California’s Tenant Protection Act restricts landlords from raising rent “more than 10% total or 5% plus the percentage change in the cost of living – whichever is lower – over a 12-month period.”
This introduces multi-layered challenges for rent-stabilized and distressed portfolios:
Investors exit the asset class: Just one look at StreetEasy, and you’ll know a building is rent stabilized if it’s got 8+ units and the property value is a fraction of what it should be. Investors can no longer buy a rent-stabilized portfolio to renovate and bring it up to market rate, so they don’t touch them.
Deferred maintenance… forever: The basic cost of operating a building—taxes, insurance, and compliance alone—may exceed the rent roll an owner is able to get. That’s before the cost of any capital-intensive repairs and maintenance. Need a new roof? If a landlord can’t recoup the investment for a big repair in rent or eventually in the asset itself (to bullet #1), there is no financial reason to do it.
Vacancies preferred: These acts may only exacerbate the supply problem. It may make more financial sense to just let a unit sit vacant. And that’s what a lot of rent-stabilized landlords have decided to do. A REBNY survey of small landlords of rent-stabilized apartments report 25% of their units are vacant, and 1/3 cited “economic infeasibility” of unit improvements after a long tenancy as a reason for continued vacancies.

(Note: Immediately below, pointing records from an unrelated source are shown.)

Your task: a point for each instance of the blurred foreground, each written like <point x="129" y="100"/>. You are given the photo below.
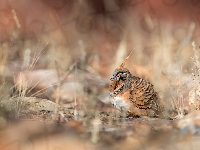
<point x="56" y="59"/>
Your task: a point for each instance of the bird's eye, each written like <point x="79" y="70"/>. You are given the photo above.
<point x="124" y="75"/>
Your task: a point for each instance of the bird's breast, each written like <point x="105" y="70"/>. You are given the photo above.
<point x="120" y="103"/>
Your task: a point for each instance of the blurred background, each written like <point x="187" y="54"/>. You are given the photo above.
<point x="66" y="51"/>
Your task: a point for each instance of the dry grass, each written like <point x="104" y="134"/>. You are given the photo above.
<point x="163" y="52"/>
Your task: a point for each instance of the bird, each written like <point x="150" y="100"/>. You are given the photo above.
<point x="134" y="95"/>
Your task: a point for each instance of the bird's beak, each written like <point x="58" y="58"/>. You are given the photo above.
<point x="114" y="78"/>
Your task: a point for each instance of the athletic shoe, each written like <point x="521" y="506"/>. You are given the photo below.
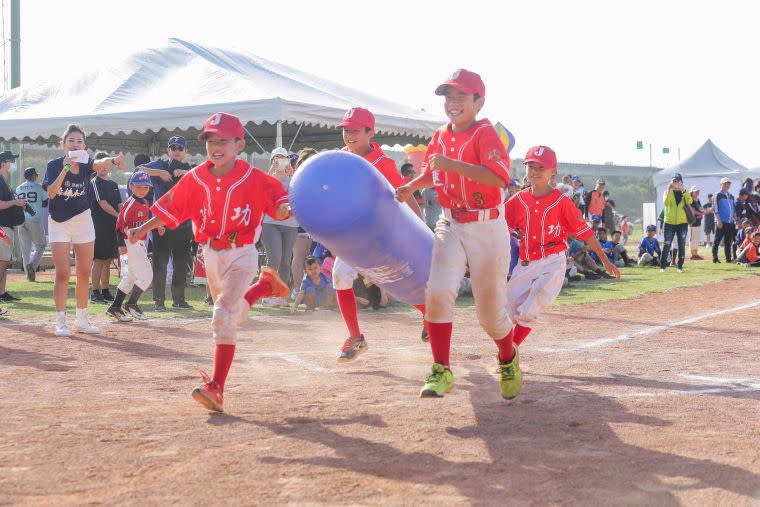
<point x="270" y="302"/>
<point x="135" y="311"/>
<point x="209" y="394"/>
<point x="181" y="305"/>
<point x="511" y="377"/>
<point x="61" y="329"/>
<point x="352" y="347"/>
<point x="279" y="288"/>
<point x="85" y="326"/>
<point x="439" y="382"/>
<point x="118" y="314"/>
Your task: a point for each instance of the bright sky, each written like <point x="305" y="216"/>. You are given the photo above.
<point x="588" y="78"/>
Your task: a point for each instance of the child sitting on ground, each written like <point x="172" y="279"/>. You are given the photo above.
<point x="601" y="236"/>
<point x="316" y="289"/>
<point x="649" y="248"/>
<point x="750" y="254"/>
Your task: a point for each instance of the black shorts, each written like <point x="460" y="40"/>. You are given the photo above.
<point x="105" y="240"/>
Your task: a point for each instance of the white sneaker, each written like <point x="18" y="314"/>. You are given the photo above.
<point x="61" y="329"/>
<point x="85" y="326"/>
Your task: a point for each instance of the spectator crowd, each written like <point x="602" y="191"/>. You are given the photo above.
<point x="86" y="205"/>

No profits = no new projects: No business owner is going to keep plodding along on a business model that can’t make money. Since 2020, California continues to fall 50% short of the 180,000 new units the state needs to solve its housing crisis. But all I hear from operators is that they don’t want to invest in a state that makes it so hard for them to be a landlord.
Just imagine if the price of gas or groceries was fixed this way. This could be one way to combat inflation, by capping prices. Instead, for every other sector, economic policy looks to lower prices through the principles of supply and demand—raising interest rates is designed to curb spending (lower demand), which in return lowers inflation.
So… what about housing supply?
Housing is different. You can’t just curb demand, unless the plan is to restrict population growth. So that leaves us with one answer: More supply.
Yet, in many of the same places where policy is pushing landlords out, building new inventory is also fraught with challenges. Not even mentioning permitting and zoning that creates a high barrier to building new housing, incentives haven’t caught up.
New York legislators let the 421-a tax abatement program lapse in 2022 because they considered it “too generous.” This was an incentive for developers to build affordable housing in new projects, and the Governor’s office estimates 30,000 units of housing in NYC are at risk as a result. A replacement initiative, 485x has been proposed to enable these projects to continue, but it still falls short in a few areas. Housing voucher programs were not created state-wide, which was a proposal that was supported by both tenant and real estate groups. Emily Goldstein, director of organizing and advocacy for the Association for Neighborhood and Housing Development lamented to The Real Deal that this should have been a “no brainer” and that “everyone who deals with housing supports this program.”
Balance is needed
The net-net is that in a system where most housing will continue to be privatized, legislators must work with housing providers to align on shared goals: access to safe and adequate housing.
The harder and more expensive the business of being a housing provider becomes, the less incentive an investor has, whether that’s in improving existing supply or creating new supply.